The risks I took where when I used an example of how a rape victim may have successfully fought off an attacker and subsequently killed them.  I am always conscious of offending people and rape can be a very taboo subject in some cases (meaning if it is a subject close to someone in the group – it will always be a taboo subject, et al).  I was also conscious that although rape isn’t just an atrocity that women endure; society and cultural zeitgeists tend to instantly conjure up the image that victims of rape are women.  Being the only male in the room, I initially thought better of speaking out but I feel that the trust in the room and the courage that others have previously displayed, granted me the safety and confidence to speak up.

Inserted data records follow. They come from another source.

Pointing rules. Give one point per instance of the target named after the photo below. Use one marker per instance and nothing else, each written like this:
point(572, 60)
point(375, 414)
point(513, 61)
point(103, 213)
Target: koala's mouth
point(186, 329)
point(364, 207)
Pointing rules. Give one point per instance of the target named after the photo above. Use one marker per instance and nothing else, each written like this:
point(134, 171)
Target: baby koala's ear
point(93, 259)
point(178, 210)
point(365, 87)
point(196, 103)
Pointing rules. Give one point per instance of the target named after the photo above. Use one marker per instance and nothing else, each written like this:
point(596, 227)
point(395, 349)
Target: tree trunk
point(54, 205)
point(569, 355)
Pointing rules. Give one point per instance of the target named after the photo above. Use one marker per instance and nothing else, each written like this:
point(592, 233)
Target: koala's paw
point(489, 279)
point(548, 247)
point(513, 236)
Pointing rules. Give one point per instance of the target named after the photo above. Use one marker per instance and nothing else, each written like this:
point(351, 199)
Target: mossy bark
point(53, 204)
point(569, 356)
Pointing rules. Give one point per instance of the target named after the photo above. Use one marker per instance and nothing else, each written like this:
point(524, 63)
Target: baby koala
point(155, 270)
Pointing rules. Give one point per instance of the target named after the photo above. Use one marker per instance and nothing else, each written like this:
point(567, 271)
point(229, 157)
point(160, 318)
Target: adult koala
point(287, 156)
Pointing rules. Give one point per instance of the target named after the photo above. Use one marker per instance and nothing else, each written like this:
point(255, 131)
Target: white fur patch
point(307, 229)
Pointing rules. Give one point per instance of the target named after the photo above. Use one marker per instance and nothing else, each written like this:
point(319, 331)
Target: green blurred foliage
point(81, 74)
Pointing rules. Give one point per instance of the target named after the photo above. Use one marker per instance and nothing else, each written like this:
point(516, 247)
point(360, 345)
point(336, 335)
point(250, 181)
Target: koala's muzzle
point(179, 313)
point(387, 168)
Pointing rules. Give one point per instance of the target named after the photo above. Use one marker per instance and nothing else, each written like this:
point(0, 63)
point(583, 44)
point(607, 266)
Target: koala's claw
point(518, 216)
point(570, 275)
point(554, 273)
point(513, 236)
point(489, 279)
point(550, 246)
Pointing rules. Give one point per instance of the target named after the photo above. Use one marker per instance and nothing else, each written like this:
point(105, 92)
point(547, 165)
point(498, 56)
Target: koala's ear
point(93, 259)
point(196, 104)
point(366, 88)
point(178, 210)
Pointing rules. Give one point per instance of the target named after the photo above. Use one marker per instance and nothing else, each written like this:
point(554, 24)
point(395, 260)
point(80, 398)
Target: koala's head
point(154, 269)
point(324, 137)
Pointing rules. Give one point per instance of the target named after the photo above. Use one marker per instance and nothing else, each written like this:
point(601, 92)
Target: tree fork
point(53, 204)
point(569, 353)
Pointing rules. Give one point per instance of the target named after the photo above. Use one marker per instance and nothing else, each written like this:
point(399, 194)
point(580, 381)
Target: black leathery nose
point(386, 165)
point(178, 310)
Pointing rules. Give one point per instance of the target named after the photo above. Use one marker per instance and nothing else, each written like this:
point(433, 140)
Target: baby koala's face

I need to start remembering more names now.  The lady I worked with tonight, I feel comfortable to work with, as in the first week we gravitated toward each other as we were both new and sat next to each other.  I am finding one or two individuals in the group difficult to work with for both different and similar reasons.  Both are outspoken, one I feel could be attributed to a lack of awareness and the other being an anxious confidence.  I am conscious of the feeling of discomfort it provokes within me so am trying to train myself to not be judgemental and supress the feeling, or at least train myself to react differently; with empathy.  I personally, am careful and choose my moments to speak with consideration of others; people who speak over others riles me but that’s me trying to apply my own standards onto others which isn’t fair.  Although I will still give myself permission to feel a momentary shudder when they do it!!

I would like to now start extending this development into my personal life.  There are moments when I feel I can also speak over others in complete hypocrisy of what I have just stated above, but only in the company of certain people.  For example I wouldn’t do it in a meeting at work and would apply the same consideration as I do in class but then at home where I am finding myself continually defending myself and justifying my actions, I am less tolerant and more outspoken.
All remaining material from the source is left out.